# TV screen resolution when connecting laptop through HDMI



## Aeter (Jul 9, 2012)

So I'm trying to watch some films on my laptop on TV through an HDMI cable.

But the resolution of my TV screen is incorrect. 
It seems to be zoomed in or cut off.
I've tried numerous settings in Display settings of Windows and the GPU, but I can't get the screen to fit properly, even though the TV and my laptop both have HD-ready resolutions (1366x768).
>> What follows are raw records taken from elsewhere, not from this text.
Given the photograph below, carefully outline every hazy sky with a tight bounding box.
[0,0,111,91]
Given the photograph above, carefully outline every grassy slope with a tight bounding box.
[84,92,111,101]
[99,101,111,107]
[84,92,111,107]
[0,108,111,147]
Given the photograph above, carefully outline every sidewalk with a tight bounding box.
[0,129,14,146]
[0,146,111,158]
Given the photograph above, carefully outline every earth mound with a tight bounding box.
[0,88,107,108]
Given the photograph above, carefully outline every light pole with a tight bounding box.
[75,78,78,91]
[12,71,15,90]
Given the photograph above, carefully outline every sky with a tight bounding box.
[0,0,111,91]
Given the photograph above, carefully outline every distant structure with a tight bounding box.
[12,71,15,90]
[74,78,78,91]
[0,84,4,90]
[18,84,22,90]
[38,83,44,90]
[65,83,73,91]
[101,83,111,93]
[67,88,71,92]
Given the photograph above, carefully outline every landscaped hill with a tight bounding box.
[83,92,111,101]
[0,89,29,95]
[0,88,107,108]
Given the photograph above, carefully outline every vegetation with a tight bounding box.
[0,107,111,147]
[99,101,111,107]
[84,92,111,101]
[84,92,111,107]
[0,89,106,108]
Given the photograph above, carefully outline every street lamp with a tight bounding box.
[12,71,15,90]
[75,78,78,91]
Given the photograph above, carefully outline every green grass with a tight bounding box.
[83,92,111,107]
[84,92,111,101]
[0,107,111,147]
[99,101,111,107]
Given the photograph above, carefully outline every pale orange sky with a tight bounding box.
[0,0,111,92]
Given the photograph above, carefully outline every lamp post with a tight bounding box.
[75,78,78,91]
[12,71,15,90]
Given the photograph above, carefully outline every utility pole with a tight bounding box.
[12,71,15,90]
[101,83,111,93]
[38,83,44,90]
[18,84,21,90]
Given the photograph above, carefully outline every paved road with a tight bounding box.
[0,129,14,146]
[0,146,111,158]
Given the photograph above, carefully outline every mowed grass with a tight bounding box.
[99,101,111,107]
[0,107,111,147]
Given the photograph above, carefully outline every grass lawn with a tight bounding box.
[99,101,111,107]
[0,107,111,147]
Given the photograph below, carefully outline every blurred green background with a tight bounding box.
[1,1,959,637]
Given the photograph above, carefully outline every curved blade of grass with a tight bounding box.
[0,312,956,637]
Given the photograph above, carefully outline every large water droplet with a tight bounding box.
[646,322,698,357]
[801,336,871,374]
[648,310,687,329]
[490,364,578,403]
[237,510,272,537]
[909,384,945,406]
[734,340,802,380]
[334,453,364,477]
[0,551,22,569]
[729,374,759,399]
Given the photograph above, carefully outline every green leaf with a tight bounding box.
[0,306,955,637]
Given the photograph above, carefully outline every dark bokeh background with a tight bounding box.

So how can I fix this issue?


----------



## Lanlan (Jul 9, 2012)

have you messed with settings on your tv? try setting the computer's resolution to 720p or 1080p


----------



## p1ngpong (Jul 9, 2012)

Go into the Nvidia or ATi control panel and select the resize desktop option.


----------



## MelodieOctavia (Jul 9, 2012)

Your best bet would be to set both the TV and your laptop to 720 or 1080p. Any other odd resolutions, and you may be asking for trouble.


----------



## Aeter (Jul 9, 2012)

p1ngpong said:


> Go into the Nvidia or ATi control panel and select the resize desktop option.



I can't the option in my Nvidia drivers and adjusting things in my Nvidia drivers doesn't seem to work, it appears it only works on my HD 3000 Intel drivers from my Sandy Bridge CPU/GPU.


----------



## Lanlan (Jul 9, 2012)

just change your computer's resolution to 1280x720 and try it then. have the tv set on full hd. if it works try 1920x1080. I had my laptop outputting 1080p via the vga port before, so yours should be able to easily.


----------



## Aeter (Jul 9, 2012)

Lanlan said:


> just change your computer's resolution to 1280x720 and try it then. have the tv set on full hd. if it works try 1920x1080. I had my laptop outputting 1080p via the vga port before, so yours should be able to easily.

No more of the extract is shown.